My Imagination and I decided to go steady early on. We slow-danced at the school dances. We fast-danced at the YMCA dances, like the public school kids.
I was so into My Imagination. I wrote “LB + MI = 4EVA” all over my binder in whiteout pen. I posted pictures of My Imagination in my locker. I stole his sweatshirt, but not really, because we were an item, and it was an unspoken rule that I got to wear his sweatshirt so that I could tell other people that I was wearing a boy’s sweatshirt, and not just any boy’s sweatshirt, My Imagination’s sweatshirt.
One night, My Imagination woke me up by throwing rocks at my bedroom window. I was like, “You’re crazy!
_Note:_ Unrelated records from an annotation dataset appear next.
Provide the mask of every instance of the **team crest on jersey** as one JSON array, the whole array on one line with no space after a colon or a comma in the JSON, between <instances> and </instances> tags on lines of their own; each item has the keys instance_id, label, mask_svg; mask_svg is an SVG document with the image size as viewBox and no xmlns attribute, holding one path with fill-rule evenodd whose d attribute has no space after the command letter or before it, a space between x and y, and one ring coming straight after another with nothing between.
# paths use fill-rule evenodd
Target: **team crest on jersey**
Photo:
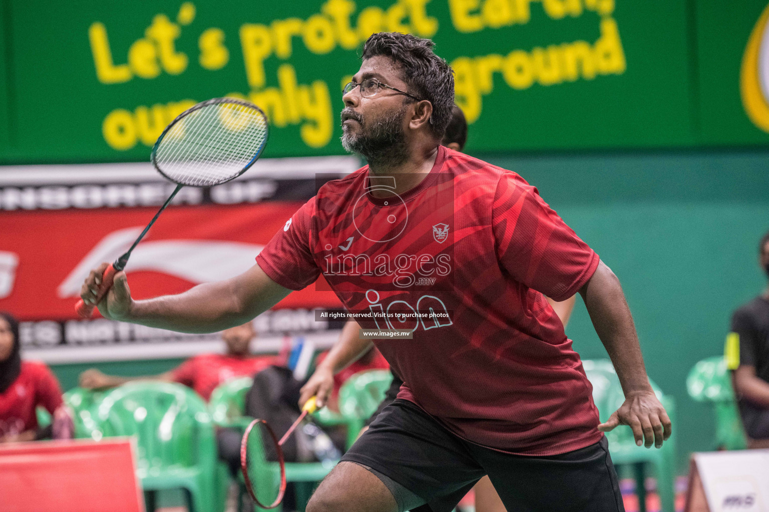
<instances>
[{"instance_id":1,"label":"team crest on jersey","mask_svg":"<svg viewBox=\"0 0 769 512\"><path fill-rule=\"evenodd\" d=\"M433 226L433 238L438 243L443 243L448 238L448 224L435 224Z\"/></svg>"}]
</instances>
My parents are going to kill you!” But he was like, “Come on, let’s get out of here!” And I was like, “Yes.”
My Imagination had stolen a car from his older brother, who’d been fixing it up for seven years. My Imagination’s brother is a low-life with no aspirations. He lives in My Imagination’s parents’ basement. The basement smells like warm clay and salt but, to my knowledge, neither clay nor salt is anywhere to be found.
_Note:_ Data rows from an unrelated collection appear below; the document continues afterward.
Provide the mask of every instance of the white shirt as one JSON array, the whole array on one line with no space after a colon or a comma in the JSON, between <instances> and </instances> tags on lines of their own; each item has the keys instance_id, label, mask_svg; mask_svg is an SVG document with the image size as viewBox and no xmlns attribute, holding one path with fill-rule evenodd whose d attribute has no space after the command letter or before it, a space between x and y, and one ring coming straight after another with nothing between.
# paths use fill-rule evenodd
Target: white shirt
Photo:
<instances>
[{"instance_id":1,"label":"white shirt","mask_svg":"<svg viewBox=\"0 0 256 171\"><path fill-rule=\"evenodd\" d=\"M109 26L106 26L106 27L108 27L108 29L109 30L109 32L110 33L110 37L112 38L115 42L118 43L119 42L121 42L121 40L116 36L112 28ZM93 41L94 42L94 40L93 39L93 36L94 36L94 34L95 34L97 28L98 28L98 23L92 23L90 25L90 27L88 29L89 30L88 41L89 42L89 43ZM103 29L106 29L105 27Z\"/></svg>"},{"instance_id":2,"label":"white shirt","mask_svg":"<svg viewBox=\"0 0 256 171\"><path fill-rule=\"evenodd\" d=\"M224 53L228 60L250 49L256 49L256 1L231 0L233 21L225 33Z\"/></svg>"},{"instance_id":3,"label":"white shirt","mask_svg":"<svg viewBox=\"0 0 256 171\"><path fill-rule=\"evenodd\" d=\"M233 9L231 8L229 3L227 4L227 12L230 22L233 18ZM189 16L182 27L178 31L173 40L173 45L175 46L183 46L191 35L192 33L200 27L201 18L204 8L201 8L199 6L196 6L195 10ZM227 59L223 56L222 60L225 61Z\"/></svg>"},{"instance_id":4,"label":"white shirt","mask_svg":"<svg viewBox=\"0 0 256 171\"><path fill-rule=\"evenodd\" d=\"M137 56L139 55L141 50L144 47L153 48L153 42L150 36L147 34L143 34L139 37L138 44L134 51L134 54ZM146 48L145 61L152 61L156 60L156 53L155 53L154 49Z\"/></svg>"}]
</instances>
I said, “Where are we going?” And My Imagination said, “Crazy!” And I was like, “Wait, you’re joking.” And he confirmed, “Yeah, it was a joke.” I was in love with My goddamn Imagination, so much so that I felt like an adult. An adult who could take the Lord’s name in vain.
I lost my virginity to My Imagination in a Super 8 Motel room, and it was weird. I didn’t want to cry but I did, and then a week later My Imagination and I broke up. Don’t feel bad for me, though. I was young. I was supposed to be living and learning, and I think that’s exactly what happened with the lackluster motel sex My Imagination and I had.
It’s all good. Really, it is. Now I’ve got my eye on Financial Planning, that fox.